Cloning, expression, and characterization of a GH 19-type chitinase with antifungal activity from Lysobacter sp. MK9-1.

The chitin-assimilating gram-negative bacterium, Lysobacter sp. MK9-1, was isolated from soil and was the source of a glycoside hydrolase family 19-type chitinase (Chi19MK) gene that is 933-bp long and encodes a 311-residue protein. The deduced amino acid sequence of Chi19MK includes a signal peptide, an uncharacterized sequence, a carbohydrate-binding module family 12-type chitin binding domain, and a catalytic domain. The catalytic domain of Chi19MK is approximately 60% similar to those of ChiB from Burkholderia gladioli CHB101, chitinase N (ChiN) from Chitiniphilus shinanonensis SAY3T, ChiF from Streptomyces coelicolor A3(2), Chi30 from Streptomyces olivaceoviridisis, ChiA from Streptomyces cyaneus SP-27, and ChiC from Streptomyces griseus HUT6037. Chi19MK lacking the signal and uncharacterized sequences (Chi19MKΔNTerm) was expressed in Escherichia coli Rosetta-gami B(DE3), resulting in significant chitinase activity in the soluble fraction.
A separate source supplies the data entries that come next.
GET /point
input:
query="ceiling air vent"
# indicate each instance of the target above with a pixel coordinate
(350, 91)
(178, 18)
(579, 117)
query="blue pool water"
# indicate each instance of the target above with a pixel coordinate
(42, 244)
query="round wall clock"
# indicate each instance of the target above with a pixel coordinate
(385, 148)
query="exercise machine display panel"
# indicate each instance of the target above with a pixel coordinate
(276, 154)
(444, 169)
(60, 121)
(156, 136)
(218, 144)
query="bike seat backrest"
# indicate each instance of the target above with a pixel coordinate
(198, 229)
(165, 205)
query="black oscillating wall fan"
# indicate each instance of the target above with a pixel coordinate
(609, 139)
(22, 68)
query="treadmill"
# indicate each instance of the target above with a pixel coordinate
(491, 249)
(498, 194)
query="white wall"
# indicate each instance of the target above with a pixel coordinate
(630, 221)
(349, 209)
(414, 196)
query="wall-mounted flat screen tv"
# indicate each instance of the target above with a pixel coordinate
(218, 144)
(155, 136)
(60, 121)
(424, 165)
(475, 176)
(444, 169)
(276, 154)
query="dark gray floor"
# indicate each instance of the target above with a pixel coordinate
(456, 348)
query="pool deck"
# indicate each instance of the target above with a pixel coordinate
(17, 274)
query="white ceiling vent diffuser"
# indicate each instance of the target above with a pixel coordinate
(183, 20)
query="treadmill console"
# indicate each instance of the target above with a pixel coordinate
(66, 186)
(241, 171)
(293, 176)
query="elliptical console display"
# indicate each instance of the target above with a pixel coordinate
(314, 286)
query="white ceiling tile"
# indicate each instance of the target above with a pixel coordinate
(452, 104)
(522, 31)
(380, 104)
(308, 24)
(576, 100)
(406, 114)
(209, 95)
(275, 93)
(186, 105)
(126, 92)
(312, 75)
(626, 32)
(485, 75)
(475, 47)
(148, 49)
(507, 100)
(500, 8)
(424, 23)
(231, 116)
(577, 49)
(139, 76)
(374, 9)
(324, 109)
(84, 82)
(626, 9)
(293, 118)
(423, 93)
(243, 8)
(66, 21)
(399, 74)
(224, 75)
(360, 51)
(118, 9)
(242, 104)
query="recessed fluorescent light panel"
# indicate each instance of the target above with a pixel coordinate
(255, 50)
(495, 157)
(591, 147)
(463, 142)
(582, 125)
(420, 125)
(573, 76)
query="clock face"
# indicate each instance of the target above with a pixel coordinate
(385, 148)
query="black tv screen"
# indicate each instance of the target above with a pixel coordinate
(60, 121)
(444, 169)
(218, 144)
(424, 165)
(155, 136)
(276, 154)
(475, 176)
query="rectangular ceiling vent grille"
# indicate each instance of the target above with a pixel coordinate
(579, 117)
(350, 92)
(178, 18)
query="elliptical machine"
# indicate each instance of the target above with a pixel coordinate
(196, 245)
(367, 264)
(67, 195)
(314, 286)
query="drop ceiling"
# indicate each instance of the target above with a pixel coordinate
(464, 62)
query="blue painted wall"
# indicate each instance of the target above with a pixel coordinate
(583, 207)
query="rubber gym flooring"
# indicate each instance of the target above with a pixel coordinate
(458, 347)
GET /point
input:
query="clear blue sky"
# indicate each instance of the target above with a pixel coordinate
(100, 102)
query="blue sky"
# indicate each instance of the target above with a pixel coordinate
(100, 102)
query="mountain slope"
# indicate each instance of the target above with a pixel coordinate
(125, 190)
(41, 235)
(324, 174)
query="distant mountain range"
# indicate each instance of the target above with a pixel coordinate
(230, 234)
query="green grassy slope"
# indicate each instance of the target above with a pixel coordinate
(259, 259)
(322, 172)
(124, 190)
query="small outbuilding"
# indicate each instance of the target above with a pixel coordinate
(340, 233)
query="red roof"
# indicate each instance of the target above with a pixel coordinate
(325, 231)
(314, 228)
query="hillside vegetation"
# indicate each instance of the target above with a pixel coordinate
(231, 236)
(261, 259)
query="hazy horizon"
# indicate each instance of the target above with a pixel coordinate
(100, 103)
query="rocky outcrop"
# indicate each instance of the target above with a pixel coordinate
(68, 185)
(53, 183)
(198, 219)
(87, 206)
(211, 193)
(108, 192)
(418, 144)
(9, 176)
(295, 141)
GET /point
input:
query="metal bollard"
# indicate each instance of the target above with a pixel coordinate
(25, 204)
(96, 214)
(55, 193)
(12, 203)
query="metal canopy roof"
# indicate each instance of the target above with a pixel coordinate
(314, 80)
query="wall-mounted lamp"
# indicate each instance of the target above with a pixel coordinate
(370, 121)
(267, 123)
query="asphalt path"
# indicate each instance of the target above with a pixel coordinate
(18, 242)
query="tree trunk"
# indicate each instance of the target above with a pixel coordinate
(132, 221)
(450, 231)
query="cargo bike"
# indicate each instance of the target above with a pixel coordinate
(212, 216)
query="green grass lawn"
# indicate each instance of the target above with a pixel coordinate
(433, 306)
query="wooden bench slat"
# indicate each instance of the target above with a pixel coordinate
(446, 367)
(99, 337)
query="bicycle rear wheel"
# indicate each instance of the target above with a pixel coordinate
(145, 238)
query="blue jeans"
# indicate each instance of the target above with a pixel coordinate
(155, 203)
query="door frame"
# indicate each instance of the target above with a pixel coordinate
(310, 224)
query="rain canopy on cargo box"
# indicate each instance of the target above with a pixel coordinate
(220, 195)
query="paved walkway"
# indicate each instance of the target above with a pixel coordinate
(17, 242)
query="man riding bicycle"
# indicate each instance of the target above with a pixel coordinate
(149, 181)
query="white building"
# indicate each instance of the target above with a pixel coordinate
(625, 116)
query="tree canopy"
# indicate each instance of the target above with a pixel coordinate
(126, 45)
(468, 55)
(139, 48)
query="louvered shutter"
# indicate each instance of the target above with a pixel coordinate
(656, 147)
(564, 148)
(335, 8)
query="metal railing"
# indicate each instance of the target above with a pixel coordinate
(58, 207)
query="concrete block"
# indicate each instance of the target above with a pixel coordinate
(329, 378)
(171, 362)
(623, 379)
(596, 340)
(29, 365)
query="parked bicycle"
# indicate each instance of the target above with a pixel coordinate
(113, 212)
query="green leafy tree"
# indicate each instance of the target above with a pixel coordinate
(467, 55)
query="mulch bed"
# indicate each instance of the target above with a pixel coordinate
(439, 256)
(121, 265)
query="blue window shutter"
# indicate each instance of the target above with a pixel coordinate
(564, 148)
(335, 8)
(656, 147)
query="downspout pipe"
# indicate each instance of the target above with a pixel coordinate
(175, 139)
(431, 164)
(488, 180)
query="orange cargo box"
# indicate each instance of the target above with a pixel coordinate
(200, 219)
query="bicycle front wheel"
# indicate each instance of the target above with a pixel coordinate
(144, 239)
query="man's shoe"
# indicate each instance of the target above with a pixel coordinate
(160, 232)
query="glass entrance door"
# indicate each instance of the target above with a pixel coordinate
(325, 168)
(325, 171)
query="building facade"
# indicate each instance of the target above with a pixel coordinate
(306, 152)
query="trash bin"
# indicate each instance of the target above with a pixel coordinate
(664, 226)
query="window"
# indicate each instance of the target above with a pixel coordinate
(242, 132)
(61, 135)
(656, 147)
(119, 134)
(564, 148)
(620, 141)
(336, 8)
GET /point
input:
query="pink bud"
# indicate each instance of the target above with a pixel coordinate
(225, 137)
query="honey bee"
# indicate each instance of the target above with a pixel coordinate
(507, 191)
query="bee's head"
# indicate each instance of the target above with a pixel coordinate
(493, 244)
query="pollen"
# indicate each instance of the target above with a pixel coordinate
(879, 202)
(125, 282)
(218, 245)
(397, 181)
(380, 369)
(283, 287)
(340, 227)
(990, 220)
Purified Chi19MKΔNTerm hydrolyzed colloidal chitin and released disaccharide. Furthermore, Chi19MKΔNTerm inhibited hyphal extension in Trichoderma reesei and Schizophyllum commune. Based on quantitative antifungal activity assays, Chi19MKΔNTerm inhibits the growth of Trichoderma viride with an IC50 value of 0.81 μM.